Dr. Prosser also graduated from Suffolk University in 1989 with a master’s in educational administration. In 1992, he received a doctorate from Boston College in curriculum, instruction, and administration in higher education.
He graduated from Suffolk University Law School in 1998 and was admitted to the Massachusetts Bar the following year.
Paul Stiller, a Berklee professor who studied under Dr. Prosser in the late 1980s, said he thrived most when he was in class.
A tough professor, Dr. Prosser could also use his sense of humor to keep his students on their toes “with a zinger in two seconds.”
“He had a way of joking around with the class,” Stiller said, but treated all his students with respect and cared deeply about their success.
“He wanted everybody to be excellent, he didn’t want you to be an A-minus,” Stiller said. “That wasn’t good enough.”
Dr. Prosser also could be quirky, Stiller added, and would take his cat, Coda, for walks in a stroller.
Services will be held in the spring for Dr. Prosser, who also wrote two books: “Essential Ear Training for Today’s Musician” and “Intervallic Ear Training for Musicians.”
He was a member of the Associated Grant Makers of Boston, which promotes effective and responsible philanthropy, and the American Federation of Television and Radio Artists, a performers’ union.

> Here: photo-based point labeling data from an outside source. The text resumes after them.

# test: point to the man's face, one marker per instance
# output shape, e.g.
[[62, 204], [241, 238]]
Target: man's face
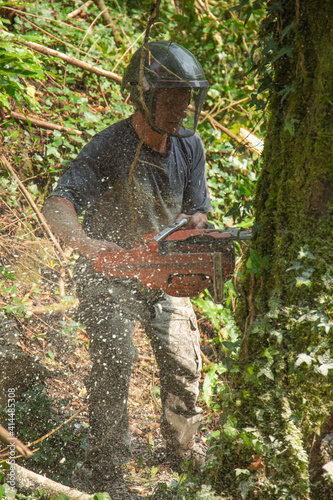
[[171, 105]]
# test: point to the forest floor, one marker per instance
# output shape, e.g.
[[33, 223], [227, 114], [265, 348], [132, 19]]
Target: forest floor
[[38, 296]]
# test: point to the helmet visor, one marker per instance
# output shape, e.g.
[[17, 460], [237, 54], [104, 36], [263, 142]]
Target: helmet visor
[[175, 109]]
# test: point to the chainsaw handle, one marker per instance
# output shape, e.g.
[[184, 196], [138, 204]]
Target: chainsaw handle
[[170, 229]]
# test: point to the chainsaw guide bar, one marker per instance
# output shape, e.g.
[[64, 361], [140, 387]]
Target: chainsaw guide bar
[[182, 262]]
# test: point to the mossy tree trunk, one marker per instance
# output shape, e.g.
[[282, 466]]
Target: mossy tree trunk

Dr. Prosser hired 20 to 25 of the 35 people in the ear training department, Stiller said, and many of them knew him when they had attended Berklee as students.
Stiller added that he was inspired to become a professor at Berklee by Dr. Prosser.
“He was a mentor in a lot of ways,” Stiller said. “He’s someone you’d want to emulate.”
In his Berklee biography, Mr. Prosser wrote that teaching was his passion because of the strong relationships he had with students and colleagues.
“I have learned an important truth during my 30 years at Berklee: No thing or person can alter the passionate musical bond between our diverse student body and our tremendously talented faculty,” he wrote.
Roberta Radley, the ear training department’s assistant chair, said Dr. Prosser was an extremely honest and passionate teacher who remains one of Berklee’s legendary figures.
“He had kind of two sides to him,” she said. “He was extremely powerful and had strong opinions and was quite an intellectual leader here at the college, and definitely campaigned for quality in education.”
Dr. Prosser also “had quite the sense of humor, and if he were your friend, he would go to bat for you to the end.”